Travis A. Jackson, Associate Professor of Music at the University of Chicago, is the
author of Blowing the Blues Away: Performance and Meaning on the New York
Jazz Scene (University of California Press, forthcoming) as well as articles on
jazz’s place in the African diaspora, jazz and poetry’s intersections, and the
interpretation of meaning in rock. His current projects include a book on post-
punk music (1977–1984) and articles on Marvin Gaye’s What’s Going On as an
exemplary concept album, the contradictory position of blacks vis-à-vis the
recording industry and music critics, and the role of graphic designers in
shaping the identities of artists and record labels.
Brian Priestley is one of the U.K.’s leading commentators on jazz, known initially for
his contributions to periodicals over the past forty years. He ran an influential
weekly radio show through the 1970s and 1980s, and has a parallel career as a
pianist, arranger, and occasional bandleader, which has led to regular teaching
on jazz courses at leading London music colleges. His international reputation
rests on a series of books that began with the first-ever biography of Charles
Mingus, and including books on John Coltrane and the history of recorded jazz.
As well as contributing to several other books, he is known for a standard
reference work written with Ian Carr and Digby Fairweather; now known as The
Rough Guide to Jazz, it has been regularly revised since 1987.
David Tegnell plays trombone and sackbut, holds an M.M. from Oklahoma
University, and has completed course work toward a Ph.D. in musicology at the
University of North Carolina at Chapel Hill. He is guest curator of a
forthcoming exhibit on John Coltrane’s life in High Point to be mounted at the
High Point Museum, and is currently researching a book about Coltrane’s
ancestry and youth.
Dr. Tony Whyton is a Senior Lecturer at the University of Salford and co-editor of
the interdisciplinary Jazz Research Journal, published by Equinox.
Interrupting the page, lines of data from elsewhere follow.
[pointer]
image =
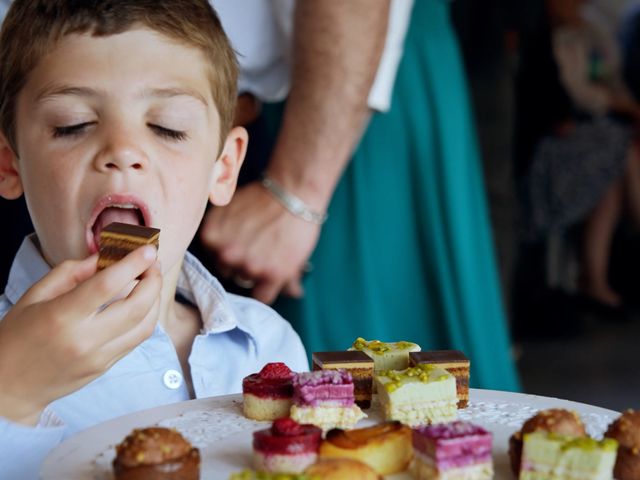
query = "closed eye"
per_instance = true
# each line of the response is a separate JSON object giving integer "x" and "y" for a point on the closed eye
{"x": 71, "y": 130}
{"x": 167, "y": 132}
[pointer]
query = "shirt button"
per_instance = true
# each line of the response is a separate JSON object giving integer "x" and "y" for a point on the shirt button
{"x": 172, "y": 379}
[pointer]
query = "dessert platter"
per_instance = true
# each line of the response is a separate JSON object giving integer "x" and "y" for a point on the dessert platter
{"x": 377, "y": 410}
{"x": 218, "y": 427}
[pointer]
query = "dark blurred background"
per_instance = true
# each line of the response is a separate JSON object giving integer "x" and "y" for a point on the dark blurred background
{"x": 565, "y": 346}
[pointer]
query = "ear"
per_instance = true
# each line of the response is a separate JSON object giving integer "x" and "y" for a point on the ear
{"x": 10, "y": 183}
{"x": 227, "y": 167}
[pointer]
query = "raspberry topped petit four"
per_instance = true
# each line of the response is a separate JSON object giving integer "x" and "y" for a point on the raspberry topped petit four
{"x": 286, "y": 447}
{"x": 456, "y": 450}
{"x": 267, "y": 395}
{"x": 325, "y": 398}
{"x": 420, "y": 395}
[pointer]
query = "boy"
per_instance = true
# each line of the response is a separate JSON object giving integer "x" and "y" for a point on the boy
{"x": 117, "y": 111}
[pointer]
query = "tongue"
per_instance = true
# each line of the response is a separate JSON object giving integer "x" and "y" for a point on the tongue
{"x": 114, "y": 214}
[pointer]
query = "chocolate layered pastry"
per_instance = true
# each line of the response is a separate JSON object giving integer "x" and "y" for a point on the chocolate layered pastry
{"x": 156, "y": 453}
{"x": 385, "y": 447}
{"x": 286, "y": 447}
{"x": 267, "y": 395}
{"x": 117, "y": 240}
{"x": 554, "y": 420}
{"x": 452, "y": 450}
{"x": 325, "y": 399}
{"x": 357, "y": 363}
{"x": 626, "y": 430}
{"x": 455, "y": 362}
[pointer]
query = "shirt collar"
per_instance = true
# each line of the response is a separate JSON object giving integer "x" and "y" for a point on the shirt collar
{"x": 195, "y": 284}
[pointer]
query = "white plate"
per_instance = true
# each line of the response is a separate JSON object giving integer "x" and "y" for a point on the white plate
{"x": 216, "y": 426}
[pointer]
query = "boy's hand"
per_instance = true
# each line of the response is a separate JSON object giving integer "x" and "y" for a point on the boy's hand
{"x": 57, "y": 338}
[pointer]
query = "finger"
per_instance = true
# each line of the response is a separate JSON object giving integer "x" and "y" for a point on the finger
{"x": 62, "y": 279}
{"x": 89, "y": 296}
{"x": 267, "y": 291}
{"x": 125, "y": 314}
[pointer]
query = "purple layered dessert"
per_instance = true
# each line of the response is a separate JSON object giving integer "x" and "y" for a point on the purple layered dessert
{"x": 452, "y": 450}
{"x": 325, "y": 398}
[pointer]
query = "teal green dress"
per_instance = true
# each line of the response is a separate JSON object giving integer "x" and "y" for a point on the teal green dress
{"x": 407, "y": 252}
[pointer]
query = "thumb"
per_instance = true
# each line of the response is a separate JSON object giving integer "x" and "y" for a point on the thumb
{"x": 62, "y": 279}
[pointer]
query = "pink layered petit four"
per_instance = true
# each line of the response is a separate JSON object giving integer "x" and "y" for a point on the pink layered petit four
{"x": 452, "y": 450}
{"x": 268, "y": 395}
{"x": 325, "y": 398}
{"x": 286, "y": 447}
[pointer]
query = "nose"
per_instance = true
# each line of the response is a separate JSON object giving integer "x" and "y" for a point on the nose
{"x": 120, "y": 152}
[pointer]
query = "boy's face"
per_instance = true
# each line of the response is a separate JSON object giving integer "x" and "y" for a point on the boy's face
{"x": 121, "y": 128}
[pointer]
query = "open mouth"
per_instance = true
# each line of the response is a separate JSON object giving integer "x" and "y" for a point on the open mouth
{"x": 115, "y": 209}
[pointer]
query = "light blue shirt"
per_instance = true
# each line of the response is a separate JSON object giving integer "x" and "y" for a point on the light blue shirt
{"x": 238, "y": 337}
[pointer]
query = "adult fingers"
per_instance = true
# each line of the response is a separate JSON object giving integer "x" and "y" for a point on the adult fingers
{"x": 98, "y": 290}
{"x": 62, "y": 279}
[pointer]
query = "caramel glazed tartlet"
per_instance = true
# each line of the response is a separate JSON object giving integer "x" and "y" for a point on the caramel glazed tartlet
{"x": 556, "y": 420}
{"x": 626, "y": 430}
{"x": 156, "y": 453}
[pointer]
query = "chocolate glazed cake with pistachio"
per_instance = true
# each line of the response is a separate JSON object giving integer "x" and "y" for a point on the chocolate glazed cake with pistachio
{"x": 453, "y": 361}
{"x": 358, "y": 364}
{"x": 119, "y": 239}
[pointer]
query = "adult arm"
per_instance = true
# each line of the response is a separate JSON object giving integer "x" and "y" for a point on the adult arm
{"x": 336, "y": 51}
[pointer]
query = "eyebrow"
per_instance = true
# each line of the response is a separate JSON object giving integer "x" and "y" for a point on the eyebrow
{"x": 54, "y": 91}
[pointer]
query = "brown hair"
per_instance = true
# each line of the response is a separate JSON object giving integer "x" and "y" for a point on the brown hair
{"x": 32, "y": 28}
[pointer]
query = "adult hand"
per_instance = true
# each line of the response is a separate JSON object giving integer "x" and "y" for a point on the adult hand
{"x": 57, "y": 337}
{"x": 255, "y": 238}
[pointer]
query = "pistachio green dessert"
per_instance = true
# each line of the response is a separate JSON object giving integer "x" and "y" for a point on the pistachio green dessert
{"x": 386, "y": 355}
{"x": 253, "y": 475}
{"x": 549, "y": 456}
{"x": 420, "y": 395}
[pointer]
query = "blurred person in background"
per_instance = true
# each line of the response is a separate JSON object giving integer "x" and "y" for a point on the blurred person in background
{"x": 406, "y": 251}
{"x": 580, "y": 138}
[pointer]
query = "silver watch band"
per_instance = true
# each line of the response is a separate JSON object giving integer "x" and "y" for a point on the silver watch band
{"x": 293, "y": 204}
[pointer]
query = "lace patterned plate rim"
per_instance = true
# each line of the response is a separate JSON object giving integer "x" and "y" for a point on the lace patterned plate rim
{"x": 88, "y": 454}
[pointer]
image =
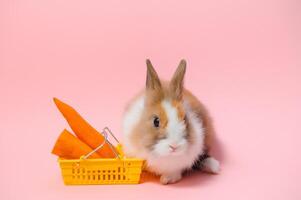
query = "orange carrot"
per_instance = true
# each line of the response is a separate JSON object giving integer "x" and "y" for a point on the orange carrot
{"x": 83, "y": 130}
{"x": 70, "y": 147}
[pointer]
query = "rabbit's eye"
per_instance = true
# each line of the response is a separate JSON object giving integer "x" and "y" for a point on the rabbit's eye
{"x": 156, "y": 122}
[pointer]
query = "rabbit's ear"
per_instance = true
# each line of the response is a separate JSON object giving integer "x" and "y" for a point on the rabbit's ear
{"x": 152, "y": 79}
{"x": 177, "y": 81}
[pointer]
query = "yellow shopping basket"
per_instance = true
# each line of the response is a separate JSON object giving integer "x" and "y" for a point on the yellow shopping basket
{"x": 118, "y": 170}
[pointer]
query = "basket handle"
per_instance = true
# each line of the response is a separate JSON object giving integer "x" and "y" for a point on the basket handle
{"x": 105, "y": 135}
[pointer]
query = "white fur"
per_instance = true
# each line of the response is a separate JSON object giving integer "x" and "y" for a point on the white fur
{"x": 130, "y": 119}
{"x": 175, "y": 133}
{"x": 169, "y": 165}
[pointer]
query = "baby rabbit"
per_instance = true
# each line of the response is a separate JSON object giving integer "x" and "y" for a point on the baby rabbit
{"x": 168, "y": 127}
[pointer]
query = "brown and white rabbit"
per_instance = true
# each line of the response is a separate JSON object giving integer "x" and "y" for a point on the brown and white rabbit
{"x": 168, "y": 127}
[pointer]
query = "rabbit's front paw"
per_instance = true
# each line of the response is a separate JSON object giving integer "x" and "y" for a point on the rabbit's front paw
{"x": 170, "y": 178}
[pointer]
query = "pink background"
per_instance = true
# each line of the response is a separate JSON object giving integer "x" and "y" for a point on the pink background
{"x": 243, "y": 63}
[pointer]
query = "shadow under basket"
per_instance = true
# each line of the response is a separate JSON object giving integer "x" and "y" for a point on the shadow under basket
{"x": 101, "y": 171}
{"x": 119, "y": 170}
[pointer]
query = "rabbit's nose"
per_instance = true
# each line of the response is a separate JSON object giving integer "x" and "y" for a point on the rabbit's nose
{"x": 173, "y": 147}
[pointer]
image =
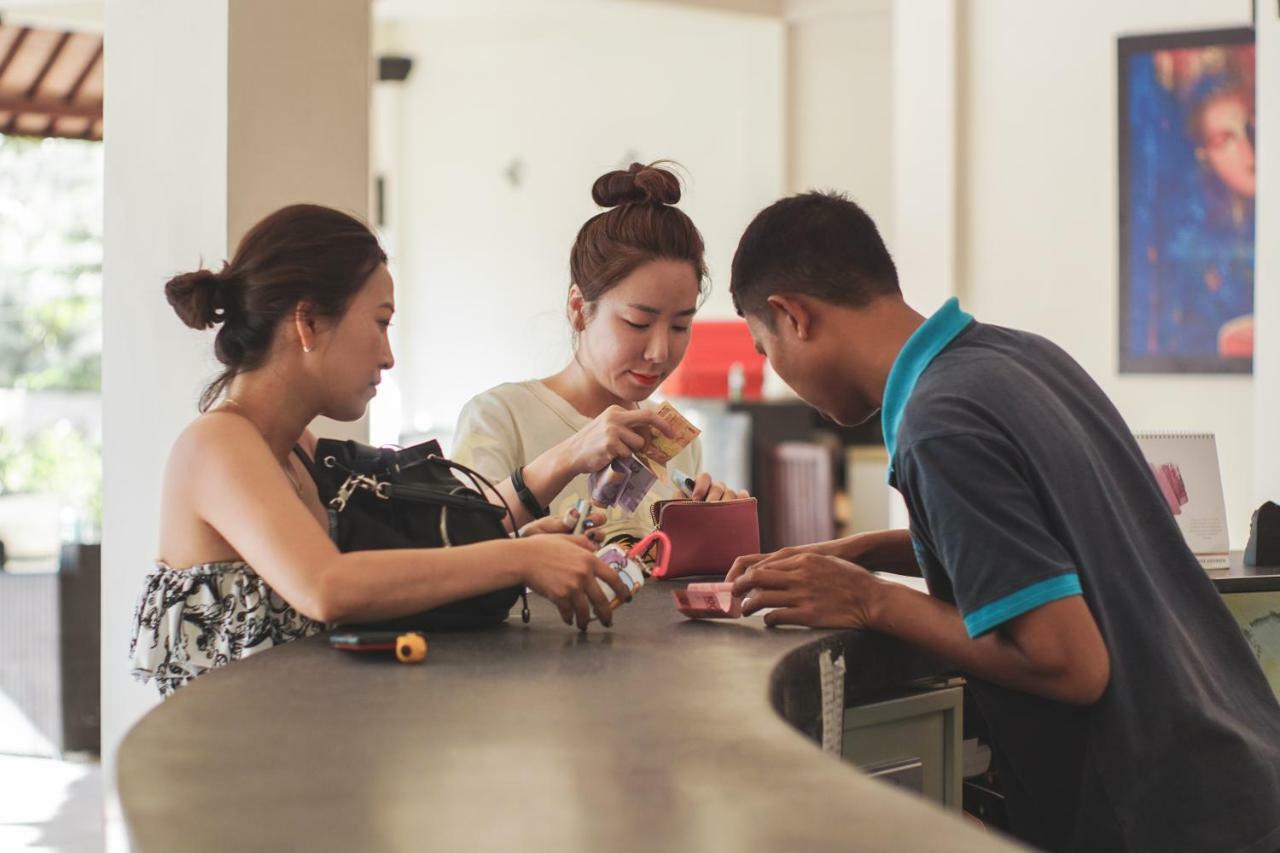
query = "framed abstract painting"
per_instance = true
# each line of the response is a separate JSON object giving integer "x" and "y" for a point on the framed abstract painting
{"x": 1187, "y": 201}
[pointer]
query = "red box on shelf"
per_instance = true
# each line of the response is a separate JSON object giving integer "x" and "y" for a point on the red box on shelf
{"x": 714, "y": 347}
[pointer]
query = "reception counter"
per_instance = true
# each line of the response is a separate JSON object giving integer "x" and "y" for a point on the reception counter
{"x": 659, "y": 734}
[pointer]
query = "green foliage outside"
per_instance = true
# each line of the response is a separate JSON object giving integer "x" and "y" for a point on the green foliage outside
{"x": 51, "y": 310}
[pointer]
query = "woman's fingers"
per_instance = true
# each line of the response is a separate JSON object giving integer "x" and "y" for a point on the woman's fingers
{"x": 599, "y": 603}
{"x": 702, "y": 487}
{"x": 581, "y": 609}
{"x": 606, "y": 573}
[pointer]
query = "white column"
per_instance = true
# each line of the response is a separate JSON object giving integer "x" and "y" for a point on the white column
{"x": 1266, "y": 287}
{"x": 926, "y": 64}
{"x": 218, "y": 112}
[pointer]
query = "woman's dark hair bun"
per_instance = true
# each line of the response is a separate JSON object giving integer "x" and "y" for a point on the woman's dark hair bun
{"x": 640, "y": 185}
{"x": 197, "y": 297}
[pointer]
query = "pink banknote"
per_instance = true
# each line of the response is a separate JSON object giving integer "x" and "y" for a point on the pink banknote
{"x": 708, "y": 601}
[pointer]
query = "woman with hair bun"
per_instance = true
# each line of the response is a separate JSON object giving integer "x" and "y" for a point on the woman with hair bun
{"x": 636, "y": 276}
{"x": 246, "y": 561}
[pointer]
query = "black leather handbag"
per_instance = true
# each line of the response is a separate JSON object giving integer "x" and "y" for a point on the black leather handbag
{"x": 384, "y": 497}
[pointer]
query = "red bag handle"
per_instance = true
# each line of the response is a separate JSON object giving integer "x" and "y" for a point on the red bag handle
{"x": 663, "y": 555}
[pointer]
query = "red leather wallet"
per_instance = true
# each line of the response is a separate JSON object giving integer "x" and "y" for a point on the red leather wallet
{"x": 707, "y": 538}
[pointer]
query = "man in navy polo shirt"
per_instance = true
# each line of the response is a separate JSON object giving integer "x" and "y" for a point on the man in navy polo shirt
{"x": 1125, "y": 708}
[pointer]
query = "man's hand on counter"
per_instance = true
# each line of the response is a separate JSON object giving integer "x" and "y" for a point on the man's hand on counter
{"x": 874, "y": 550}
{"x": 809, "y": 588}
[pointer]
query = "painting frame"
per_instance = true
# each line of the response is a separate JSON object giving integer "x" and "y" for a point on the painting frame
{"x": 1146, "y": 345}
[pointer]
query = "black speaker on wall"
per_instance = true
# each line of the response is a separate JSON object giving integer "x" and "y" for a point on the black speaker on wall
{"x": 1264, "y": 548}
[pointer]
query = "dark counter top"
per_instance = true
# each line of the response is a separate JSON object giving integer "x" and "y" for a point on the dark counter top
{"x": 661, "y": 734}
{"x": 1240, "y": 578}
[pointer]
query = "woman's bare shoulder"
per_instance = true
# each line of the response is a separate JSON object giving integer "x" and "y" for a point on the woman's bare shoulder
{"x": 213, "y": 438}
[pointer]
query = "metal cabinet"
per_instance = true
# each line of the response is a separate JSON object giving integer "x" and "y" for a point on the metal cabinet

Tony has
published articles on a variety of jazz-related topics and his research has been
disseminated internationally within university settings including Yale
University, University of Melbourne, McGill University Montreal, RMC
Copenhagen, Charles University Prague, and the University of Jyvaskyla,
Finland. Tony is currently completing a book entitled Sonic Icons, to be
published by Cambridge University Press in 2009.